Essentially, respondent is concerned in this case that during the year in issue Mr. Young was a nonparticipant in First Place, and that the $10,021 petitioners claim he earned for services rendered to the company amounts to nothing more than the shifting of income from Mrs. Young to Mr. Young, for the purpose of offsetting $10,021 against the $56,381 loss Mr. Young reported from his Schedule C oil exploration business, and thereby shielding the $10,021 from self-employment tax.

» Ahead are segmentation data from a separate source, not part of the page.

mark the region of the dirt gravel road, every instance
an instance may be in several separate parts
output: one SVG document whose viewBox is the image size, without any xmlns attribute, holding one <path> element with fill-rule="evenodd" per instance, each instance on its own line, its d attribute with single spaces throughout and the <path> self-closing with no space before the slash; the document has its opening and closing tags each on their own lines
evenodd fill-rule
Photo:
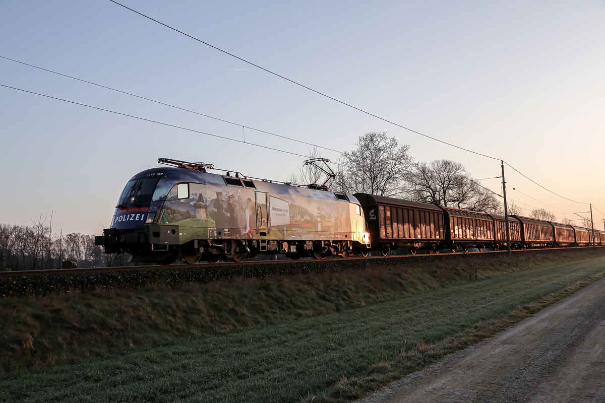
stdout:
<svg viewBox="0 0 605 403">
<path fill-rule="evenodd" d="M 605 279 L 359 401 L 605 402 Z"/>
</svg>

However, in our view the record does not support respondent's position. In our opinion, we find that the record clearly shows that since Mr. Young acquired his interest in First Place he has contributed essential services driving its operation, and we find that Mr. Young performed important services to First Place during the year in issue and was largely, if not completely, responsible for directing the company's growth. We are satisfied in this case that Mrs. Young requested Mr. Young to step in and manage the company because she was unable to successfully do so, and that as compensation for the numerous tasks he would be required to be involved with (including sales) their agreement that Mr. Young would receive two-thirds of petitioners' First Place income during the year in issue, or $10,021, while Mrs. Young would receive only one-third, or $5,101, was a reasonable, arm's-length agreement. In reaching this conclusion, we are mindful that this case involves a business relationship between a husband and a wife who are also First Place's sole shareholders, but even under the additional scrutiny accorded such relationships, we conclude that petitioners' business dealings were at arm's length. Bowen v. Commissioner [Dec. 38,732], 78 T.C. 55, 78 (1982), affd. per curiam [83-1 USTC ╤ 9392] 706 F.2d 1087 (11th Cir. 1983); Levenson & Klein, Inc. v. Commissioner [Dec. 34,221], 67 T.C. 694 (1977).

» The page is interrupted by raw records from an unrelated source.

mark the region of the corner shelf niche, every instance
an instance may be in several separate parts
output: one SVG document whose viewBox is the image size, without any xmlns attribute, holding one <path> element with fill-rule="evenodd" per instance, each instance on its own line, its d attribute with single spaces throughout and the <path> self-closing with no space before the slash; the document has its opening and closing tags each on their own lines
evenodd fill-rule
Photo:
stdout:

However, based on the record we also conclude that petitioners failed to properly report their income earned from First Place. We realize that petitioners tried to properly reflect their income on their respective Schedules C and simultaneously reflect Ms. Morley's errantly prepared Form 1099, but it is well settled that business expenses are only deductible if in fact they are expenses of the taxpayer claiming the deduction, and not the expenses of another taxpayer. Hewett v. Commissioner [Dec. 28,338], 47 T.C. 483, 488 (1967). There is no question in this case that the expense of compensating Mr. Young during the year in issue was an expense of First Place, and not an expense of Mrs. Young's. Accordingly, we hold that Mrs. Young is not entitled to a claimed deduction in the amount of $10,021 for commissions for funds paid to Mr. Young from First Place during the year in issue. It follows that petitioners' First Place income will be properly reported by Mrs. Young's Schedule C showing gross receipts from First Place in the amount of $5,101 and no deduction in any amount for commissions, and by Mr. Young's Schedule C remaining unchanged (since it already shows gross receipts from First Place in the amount of $10,021).

To reflect the foregoing,

Decision will be entered under Rule 155.